We played a silly game of how smoking the hash outside a school playground was shocking because we were being unsanitary. It was fun, but Matt had us talk about other ways the game could have gone. I forget a lot of that. A nun was involved. I don’t remember the rest. That’s what smoking hash will do to you. Don’t do drugs, kids.

One thing he did talk about a lot was building and using the environment. We can use our environment to enrich our scene, but also to buy time without just standing there thinking. He used the hash pipe as an example. I took a hit and used the time spent miming to think of what I wanted to say. We can plump pillows on a couch or make a bed. When we give ourselves an environment we give ourselves information.

We sat down and Matt took questions and just talked for a while. He talked about how all the different members of an ensemble have different roles, different ways of playing. This makes the improv easier because you know what you can expect from your scene partner, and what you shouldn’t expect, after you play with them for a while.

He talked about the rules and how they aren’t hard and fast. No conflict? Why not? Conflict can be funny. Most sitcoms are about conflict. If it’s funny, do it.

Know your scene partner? Not necessary. Don’t funny things ever happen between strangers? Of course they do. Relationships are not necessary.
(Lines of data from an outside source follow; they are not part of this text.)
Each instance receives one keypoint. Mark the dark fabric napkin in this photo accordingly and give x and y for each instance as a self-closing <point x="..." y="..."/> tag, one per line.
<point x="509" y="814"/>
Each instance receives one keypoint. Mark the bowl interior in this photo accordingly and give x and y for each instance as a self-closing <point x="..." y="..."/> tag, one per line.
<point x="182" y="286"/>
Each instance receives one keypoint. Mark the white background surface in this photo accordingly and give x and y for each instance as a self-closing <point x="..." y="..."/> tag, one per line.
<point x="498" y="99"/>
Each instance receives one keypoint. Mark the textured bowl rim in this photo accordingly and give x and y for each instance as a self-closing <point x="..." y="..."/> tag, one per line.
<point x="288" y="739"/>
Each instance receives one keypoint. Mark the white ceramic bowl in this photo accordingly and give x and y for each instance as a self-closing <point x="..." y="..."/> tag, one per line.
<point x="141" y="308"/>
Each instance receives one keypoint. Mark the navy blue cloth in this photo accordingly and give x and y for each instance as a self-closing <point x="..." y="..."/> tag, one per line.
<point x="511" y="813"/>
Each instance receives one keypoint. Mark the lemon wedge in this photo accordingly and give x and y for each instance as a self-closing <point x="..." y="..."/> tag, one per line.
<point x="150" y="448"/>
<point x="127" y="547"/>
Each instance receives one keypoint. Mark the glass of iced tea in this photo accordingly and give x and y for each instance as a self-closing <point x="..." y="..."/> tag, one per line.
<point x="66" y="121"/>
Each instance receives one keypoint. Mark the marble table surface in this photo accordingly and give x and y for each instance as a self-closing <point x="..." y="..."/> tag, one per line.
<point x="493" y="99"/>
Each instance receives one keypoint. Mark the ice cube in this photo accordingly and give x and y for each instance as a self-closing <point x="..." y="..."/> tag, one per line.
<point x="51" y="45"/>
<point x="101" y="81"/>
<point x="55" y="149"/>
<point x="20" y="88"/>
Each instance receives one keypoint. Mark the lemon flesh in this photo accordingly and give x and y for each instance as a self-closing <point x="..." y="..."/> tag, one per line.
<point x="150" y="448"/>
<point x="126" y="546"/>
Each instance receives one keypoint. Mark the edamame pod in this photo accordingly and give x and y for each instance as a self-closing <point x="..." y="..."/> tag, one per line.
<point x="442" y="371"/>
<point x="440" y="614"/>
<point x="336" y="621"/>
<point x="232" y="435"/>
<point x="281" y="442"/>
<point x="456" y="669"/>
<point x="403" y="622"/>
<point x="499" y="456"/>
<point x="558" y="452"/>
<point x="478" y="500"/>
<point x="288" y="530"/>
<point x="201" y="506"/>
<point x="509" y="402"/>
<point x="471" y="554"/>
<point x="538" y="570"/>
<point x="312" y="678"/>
Of course, this view generated some questions, because so many of us are taught that we must have a six month relationship with our scene partner. Matt challenged us to give him an example of when a relationship might help a scene. So, having gotten over my shyness, I gave him one.

I said that in the hypochondriac scene, we would have been able to move it along better if I had known who my scene partner was, and that I knew that when he had asked me why I was telling him all that stuff. Besser asked me who I thought the guy was, and I said I wasn’t sure, then he asked me who the audience thought he was, and neither I nor anyone else knew. In his mind, this was evidence that identifying the relationship was unnecessary. [In my mind, it was the reason the scene stalled]. Matt says we don’t need relationships. “This isn’t fucking therapy.” [The hell it isn’t!]

He talked about character development and how we all only have a certain number of characters we are able to do. The challenge is not in creating thousands of different characters, but in adapting our characters to the scenes instead of having characters with the same bit all the time and shaping the scenes with those bits.

He finished by telling us again to relax into the improv, just do what’s funny, and to remember that if there isn’t at least one scene worth writing down, we didn’t have a very good show. [Way to inspire, dude.]